Hüseyin Keskin Dede'den Nefesler ve Duvaz-ı İmam'lar






















Kayıtlar ve Arşiv: Metin Özdemir


Hüseyin Keskin Dede
Hüseyin Keskin Dede - Büyük Alevi Mitingi - İzmir
Fotoğraf: İsmail Karamanav

Metin ÖZDEMİR

3 Mart 2013 Pazar

KAYBOLAN ALEVİ YERLEŞİMLERİ - SARICIK

Kaybolan Alevi Yerleşimleri / Sarıcık Köyü
   
   Sandıklı yöresi, Alevilik inancının geçmişten bugüne yoğun olarak yaşatıldığı ve dergahların çok fazla sayıda olduğu yerler arasındadır. Yalnız günümüzde bu dergahlardan pek azı işlevini yerine getirmektedir. Geçmişte çok daha fazla yerleşim alanında Alevilik sürdürülürken, şimdi bu sayı "üç can, bir cem" olacak kadar azalmıştır. Sayıları azda olsa, bu kültürü sürdüren, inancı sıcak tutan insanları, içinde barındıran köyler, yerleşim yerleri olmakla beraber eskiden yerleşim alanı olan yalnız günümüzde kaybolmuş, taş üstünde taş kalmamış köyler, yerleşim yerleri de vardır.

   Afyonkarahisar'ın Sandıklı ilçesi sınırları içerisinde yer alan, özellikle Selçik Köyü'nün yerleşim alanına daha yakın olan Sarıcık ve Mastanini adlarıyla bilinen eski köylerde günümüzde yerleşim yoktur. Selçik Köyü civarındaki eski köylerden Sarıcık; Karadeli mevkisinde, Mastanini; Soğancı mevkisinde bugünkü bilinen mevki adlarıyla bilinmektedir. Sarıcık ve Mastanini bugün Selçik Köyü ve civarında birer mevki isimleri olarak bilinse de geçmişte buralarda ayrı ayrı köyler, o toprakların üzerinde yaşayan insanlar vardı. Her birinin farklı yaşamları, birlikte oluşturdukları değerleri, kültürleri ve yaşattıkları inançları vardı.

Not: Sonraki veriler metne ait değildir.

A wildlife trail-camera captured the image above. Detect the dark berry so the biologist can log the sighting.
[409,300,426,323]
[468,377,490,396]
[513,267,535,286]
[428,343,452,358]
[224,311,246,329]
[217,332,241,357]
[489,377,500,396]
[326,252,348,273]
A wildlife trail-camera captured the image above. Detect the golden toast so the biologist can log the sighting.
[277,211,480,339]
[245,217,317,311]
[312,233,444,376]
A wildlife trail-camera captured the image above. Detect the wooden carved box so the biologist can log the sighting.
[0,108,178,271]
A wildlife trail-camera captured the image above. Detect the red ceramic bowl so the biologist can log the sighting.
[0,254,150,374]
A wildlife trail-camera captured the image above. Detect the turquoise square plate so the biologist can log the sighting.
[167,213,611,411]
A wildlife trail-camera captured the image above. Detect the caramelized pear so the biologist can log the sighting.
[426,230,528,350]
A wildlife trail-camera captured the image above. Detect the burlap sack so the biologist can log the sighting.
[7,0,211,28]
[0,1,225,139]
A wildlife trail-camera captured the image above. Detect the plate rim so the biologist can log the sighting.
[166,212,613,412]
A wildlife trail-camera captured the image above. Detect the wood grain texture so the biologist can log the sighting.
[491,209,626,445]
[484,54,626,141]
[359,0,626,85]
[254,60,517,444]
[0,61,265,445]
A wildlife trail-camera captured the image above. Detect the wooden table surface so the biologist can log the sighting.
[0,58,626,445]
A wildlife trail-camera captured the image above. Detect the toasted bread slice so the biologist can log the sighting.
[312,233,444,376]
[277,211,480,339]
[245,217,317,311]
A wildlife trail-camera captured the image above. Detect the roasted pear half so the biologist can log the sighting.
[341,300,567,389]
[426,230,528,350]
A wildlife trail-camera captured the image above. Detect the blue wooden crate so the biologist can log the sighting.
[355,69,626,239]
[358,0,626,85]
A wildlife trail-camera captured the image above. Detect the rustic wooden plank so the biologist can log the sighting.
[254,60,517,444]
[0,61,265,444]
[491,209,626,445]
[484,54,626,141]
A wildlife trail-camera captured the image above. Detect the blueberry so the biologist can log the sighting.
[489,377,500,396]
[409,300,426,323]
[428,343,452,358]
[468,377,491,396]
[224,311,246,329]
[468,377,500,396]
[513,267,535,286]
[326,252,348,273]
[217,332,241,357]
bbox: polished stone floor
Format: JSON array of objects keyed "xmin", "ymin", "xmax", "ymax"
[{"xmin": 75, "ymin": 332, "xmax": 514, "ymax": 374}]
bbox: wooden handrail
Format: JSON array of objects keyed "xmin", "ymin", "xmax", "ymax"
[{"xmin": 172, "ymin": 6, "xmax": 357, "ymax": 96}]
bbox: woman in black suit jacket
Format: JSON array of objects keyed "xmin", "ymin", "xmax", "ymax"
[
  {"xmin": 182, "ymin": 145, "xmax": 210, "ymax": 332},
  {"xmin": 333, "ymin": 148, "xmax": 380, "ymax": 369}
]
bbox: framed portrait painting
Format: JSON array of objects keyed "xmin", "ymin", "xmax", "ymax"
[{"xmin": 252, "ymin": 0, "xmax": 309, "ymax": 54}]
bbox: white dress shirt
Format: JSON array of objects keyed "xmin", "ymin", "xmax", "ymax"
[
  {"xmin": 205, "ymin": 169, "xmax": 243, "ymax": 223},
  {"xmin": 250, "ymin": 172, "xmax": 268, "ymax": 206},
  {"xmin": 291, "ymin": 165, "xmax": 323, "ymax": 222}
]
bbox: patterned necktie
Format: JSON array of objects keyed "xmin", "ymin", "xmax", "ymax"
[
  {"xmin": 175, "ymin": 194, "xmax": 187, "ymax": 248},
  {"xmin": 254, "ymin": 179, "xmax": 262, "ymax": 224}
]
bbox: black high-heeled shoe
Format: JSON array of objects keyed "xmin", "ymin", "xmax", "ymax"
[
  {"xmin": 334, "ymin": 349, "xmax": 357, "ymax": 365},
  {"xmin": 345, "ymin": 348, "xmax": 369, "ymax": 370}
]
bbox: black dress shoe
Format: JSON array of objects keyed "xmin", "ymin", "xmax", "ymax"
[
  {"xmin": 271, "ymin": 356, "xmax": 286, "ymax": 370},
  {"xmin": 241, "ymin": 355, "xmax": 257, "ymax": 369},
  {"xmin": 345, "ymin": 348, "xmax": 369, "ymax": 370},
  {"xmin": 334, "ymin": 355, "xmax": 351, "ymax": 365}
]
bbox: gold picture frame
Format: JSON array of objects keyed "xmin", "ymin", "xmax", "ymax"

   Sarıcık Köyü; Saracık, Sarıcaköy, adlarıyla geçmişte Sandıklı köyleri arasında yer alan fakat günümüzde yerleşim yeri olmayan dağılmış, kaybolmuş bir köyümüzdür. Günümüzde Sarıcık, Selçik ve Bekteş köyleri arasında yer alan Karadeli mevkisinde bulunmaktadır. Sarıcıkta bulunan bir çok mağara ve buranın geçmişte yerleşim alanı olduğunu gösteren temel ve yapı izleri görülmektedir.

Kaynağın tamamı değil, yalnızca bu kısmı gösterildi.